4

I'm trying to port some code from Python 2 to Python 3. It's ugly stuff but I'm trying to get the Python 3 results to be as identical to the Python 2 results as possible. I have code similar to this:

import json

# Read a list of json dictionaries by line from file.

objs = []
with open('data.txt') as fptr:
    for line in fptr:
        objs.append(json.loads(line))

# Give the dictionaries a reliable order.

objs = sorted(objs)

# Do something externally visible with each dictionary:

for obj in objs:
    do_stuff(obj)

When I port this code from Python 2 to Python 3, I get an error:

TypeError: unorderable types: dict() < dict()

So I changed the sorted line to this:

objs = sorted(objs, key=id)

But the ordering of the dictionaries still changed between Python 2 and Python 3.

Is there a way to replicate the Python 2 comparison logic in Python 3? Is it simply that id was used before and is not reliable between Python versions?

Amy Forbes
  • 98
  • 1
  • 6
  • Do you have to replicate Python 2's logic in 3, or do you simply need *some* ordering which is consistent between the two? – DSM Sep 04 '14 at 21:44
  • `sorted(objs, key=sorted)` works if you only care about key comparisons. (and implement it in both 2 and 3, there is really no way to match 2's arbitrary ordering in 3) – roippi Sep 04 '14 at 21:49
  • I'd like to replicate the ordering. – Amy Forbes Sep 04 '14 at 21:49
  • @roippi: Not if the dicts can themselves contain dicts. You need to pass `key=lambda x: sorted(x, key=lambda y: sorted(y, …`. – abarnert Sep 04 '14 at 21:53
  • @abarnert right, my brain somehow glossed over that possibility. – roippi Sep 04 '14 at 21:54
  • The real question here is: why do you want to replicate an arbitrary order in the first place? What advantage do you get from that? Some tests that used to only fail if you run on a different machine or under more load or whatever now fail more consistently… is that a bad thing? – abarnert Sep 04 '14 at 22:14
  • If you read the same json data, then wouldn't the dictionaries be appended to the `objs` list in the same order regardless of which verion of Python you were using? In other words why do you need to sort them into some arbitrary order? – martineau Sep 04 '14 at 22:20
  • Unfortunately, it's not as easy as updating a few tests. It's part of a larger system and the ordering has undue influence. Though the spec says the ordering is arbitrary, clearly CPython 2.7 chose something. I just don't know how to replicate that in CPython 3 (if it's even possible). Seems like this is a case where having the `cmp` keyword for `sorted` in Python 3 would help. – Amy Forbes Sep 04 '14 at 22:22
  • @martineau the order of the lines in the file varies but the observable order from `do_stuff` shouldn't. Hence the need for a "total order" on `dict` objects. – Amy Forbes Sep 04 '14 at 22:25

5 Answers5

4

If you want the same behavior as earlier versions of Python 2.x in both 2.7 (which uses an arbitrary sort order instead) and 3.x (which refuses to sort dicts), Ned Batchelder's answer to a question about how sorting dicts works gets you part of the way there, but not all the way.

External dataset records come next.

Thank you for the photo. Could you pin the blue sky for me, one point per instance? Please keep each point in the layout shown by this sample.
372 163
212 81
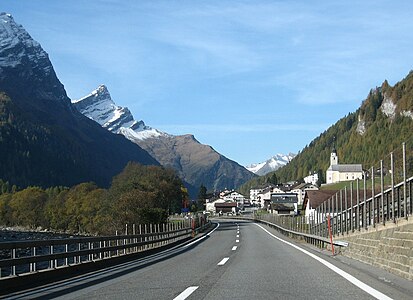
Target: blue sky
249 78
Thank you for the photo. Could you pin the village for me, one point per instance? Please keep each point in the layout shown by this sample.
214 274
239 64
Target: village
291 198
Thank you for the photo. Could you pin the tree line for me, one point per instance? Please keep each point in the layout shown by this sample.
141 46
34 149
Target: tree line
138 195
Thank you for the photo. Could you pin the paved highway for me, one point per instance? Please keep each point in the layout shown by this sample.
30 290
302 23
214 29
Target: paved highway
238 260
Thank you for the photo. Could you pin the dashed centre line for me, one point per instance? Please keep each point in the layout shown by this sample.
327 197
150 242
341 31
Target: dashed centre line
185 294
223 261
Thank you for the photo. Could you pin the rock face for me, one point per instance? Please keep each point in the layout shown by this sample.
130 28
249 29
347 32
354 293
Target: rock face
196 163
44 140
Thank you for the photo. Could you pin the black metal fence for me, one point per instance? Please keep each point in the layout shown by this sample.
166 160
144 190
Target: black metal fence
383 195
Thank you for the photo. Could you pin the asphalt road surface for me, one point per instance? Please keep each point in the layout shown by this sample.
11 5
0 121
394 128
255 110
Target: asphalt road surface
238 260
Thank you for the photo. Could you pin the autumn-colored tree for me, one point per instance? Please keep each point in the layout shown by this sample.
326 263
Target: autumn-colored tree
27 207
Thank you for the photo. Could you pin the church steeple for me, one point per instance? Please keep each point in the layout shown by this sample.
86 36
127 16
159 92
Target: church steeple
333 156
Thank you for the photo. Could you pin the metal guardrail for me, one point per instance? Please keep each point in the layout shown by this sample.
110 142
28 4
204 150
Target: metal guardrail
361 205
29 257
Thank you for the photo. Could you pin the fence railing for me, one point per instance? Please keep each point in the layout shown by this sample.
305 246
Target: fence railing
25 257
362 204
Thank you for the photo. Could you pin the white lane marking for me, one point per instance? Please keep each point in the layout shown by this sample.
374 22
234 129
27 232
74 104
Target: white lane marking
223 261
185 294
200 239
368 289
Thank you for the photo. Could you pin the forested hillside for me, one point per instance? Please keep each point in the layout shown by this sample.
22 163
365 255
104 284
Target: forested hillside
382 123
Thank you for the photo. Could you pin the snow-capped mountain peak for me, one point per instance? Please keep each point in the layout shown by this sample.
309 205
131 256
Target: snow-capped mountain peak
272 164
100 107
16 43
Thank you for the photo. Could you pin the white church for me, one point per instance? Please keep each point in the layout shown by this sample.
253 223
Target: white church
337 173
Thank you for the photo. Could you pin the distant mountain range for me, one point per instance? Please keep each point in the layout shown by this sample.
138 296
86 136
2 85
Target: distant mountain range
272 164
44 140
382 123
197 164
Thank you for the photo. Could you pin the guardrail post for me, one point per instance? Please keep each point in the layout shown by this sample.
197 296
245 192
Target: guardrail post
392 187
364 213
358 205
341 212
346 208
351 208
51 252
373 199
383 214
404 183
13 256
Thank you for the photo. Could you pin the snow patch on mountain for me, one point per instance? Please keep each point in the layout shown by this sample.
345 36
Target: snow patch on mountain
272 164
361 126
407 113
388 108
16 45
100 107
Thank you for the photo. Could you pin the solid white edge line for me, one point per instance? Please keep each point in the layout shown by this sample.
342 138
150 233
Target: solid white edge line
185 294
223 261
200 239
368 289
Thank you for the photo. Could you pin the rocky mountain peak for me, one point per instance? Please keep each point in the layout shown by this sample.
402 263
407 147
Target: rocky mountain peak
25 68
100 107
272 164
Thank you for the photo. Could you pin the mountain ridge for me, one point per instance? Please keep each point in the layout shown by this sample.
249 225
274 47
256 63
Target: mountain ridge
44 140
272 164
381 124
197 164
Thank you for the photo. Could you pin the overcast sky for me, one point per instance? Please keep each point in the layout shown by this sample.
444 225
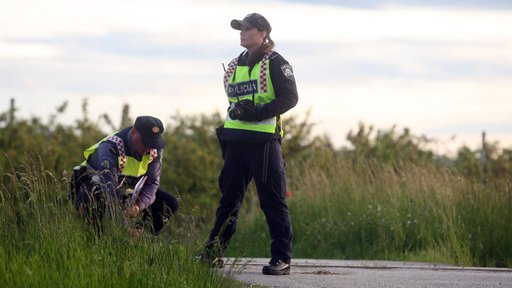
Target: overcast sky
440 68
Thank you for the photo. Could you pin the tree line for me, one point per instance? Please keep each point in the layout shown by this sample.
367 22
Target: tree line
192 157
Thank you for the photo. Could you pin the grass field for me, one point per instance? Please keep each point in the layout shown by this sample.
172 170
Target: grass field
365 210
339 209
43 243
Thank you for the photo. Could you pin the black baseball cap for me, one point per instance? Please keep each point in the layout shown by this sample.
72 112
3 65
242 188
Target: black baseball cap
253 20
150 129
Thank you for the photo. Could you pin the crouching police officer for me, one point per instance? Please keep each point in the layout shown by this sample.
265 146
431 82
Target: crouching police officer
260 86
127 159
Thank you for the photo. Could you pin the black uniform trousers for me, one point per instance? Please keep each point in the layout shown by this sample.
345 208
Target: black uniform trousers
264 163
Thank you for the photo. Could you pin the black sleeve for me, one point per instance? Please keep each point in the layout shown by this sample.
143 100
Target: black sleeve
285 88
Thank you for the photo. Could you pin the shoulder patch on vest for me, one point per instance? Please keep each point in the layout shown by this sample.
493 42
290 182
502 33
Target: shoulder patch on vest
287 71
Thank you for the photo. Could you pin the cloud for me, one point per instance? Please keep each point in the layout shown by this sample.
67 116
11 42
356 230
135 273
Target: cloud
375 4
424 68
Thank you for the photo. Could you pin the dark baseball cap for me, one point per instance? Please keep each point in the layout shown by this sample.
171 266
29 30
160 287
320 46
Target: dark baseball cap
253 20
150 129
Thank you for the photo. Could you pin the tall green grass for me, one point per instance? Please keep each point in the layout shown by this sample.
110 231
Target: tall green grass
365 210
43 243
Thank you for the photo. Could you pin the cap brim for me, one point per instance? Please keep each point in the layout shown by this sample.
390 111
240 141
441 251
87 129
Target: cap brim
153 143
236 24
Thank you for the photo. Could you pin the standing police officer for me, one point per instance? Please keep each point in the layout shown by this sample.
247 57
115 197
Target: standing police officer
115 165
260 86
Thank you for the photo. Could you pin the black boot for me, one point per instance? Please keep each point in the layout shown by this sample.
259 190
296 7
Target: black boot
278 267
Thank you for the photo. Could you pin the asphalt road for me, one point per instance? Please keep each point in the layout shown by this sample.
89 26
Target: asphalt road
368 274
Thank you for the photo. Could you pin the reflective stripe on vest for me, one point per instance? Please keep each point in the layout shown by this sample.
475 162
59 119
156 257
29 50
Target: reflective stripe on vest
263 92
127 165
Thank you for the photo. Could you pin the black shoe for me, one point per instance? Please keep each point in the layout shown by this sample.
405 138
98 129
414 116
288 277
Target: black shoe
276 268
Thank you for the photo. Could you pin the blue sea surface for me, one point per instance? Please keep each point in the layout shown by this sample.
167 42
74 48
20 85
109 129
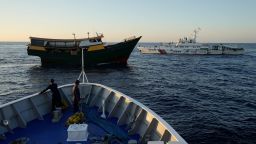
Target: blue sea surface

First, it gives you an old-style cmp function, not a new-style key function. Fortunately, both 2.7 and 3.x have functools.cmp_to_key to solve that. (You could of course instead rewrite the code as a key function, but that may make it harder to see any differences between the posted code and your code…)


More importantly, it not only doesn't do the same thing in 2.7 and 3.x, it doesn't even work in 2.7 and 3.x. To understand why, look at the code:

def smallest_diff_key(A, B):
    """return the smallest key adiff in A such that A[adiff] != B[bdiff]"""
    diff_keys = [k for k in A if A.get(k) != B.get(k)]
    return min(diff_keys)

def dict_cmp(A, B):
    if len(A) != len(B):
        return cmp(len(A), len(B))
    adiff = smallest_diff_key(A, B)
    bdiff = smallest_diff_key(B, A)
    if adiff != bdiff:
        return cmp(adiff, bdiff)
    return cmp(A[adiff], b[bdiff])

Notice that it's calling cmp on the mismatched values.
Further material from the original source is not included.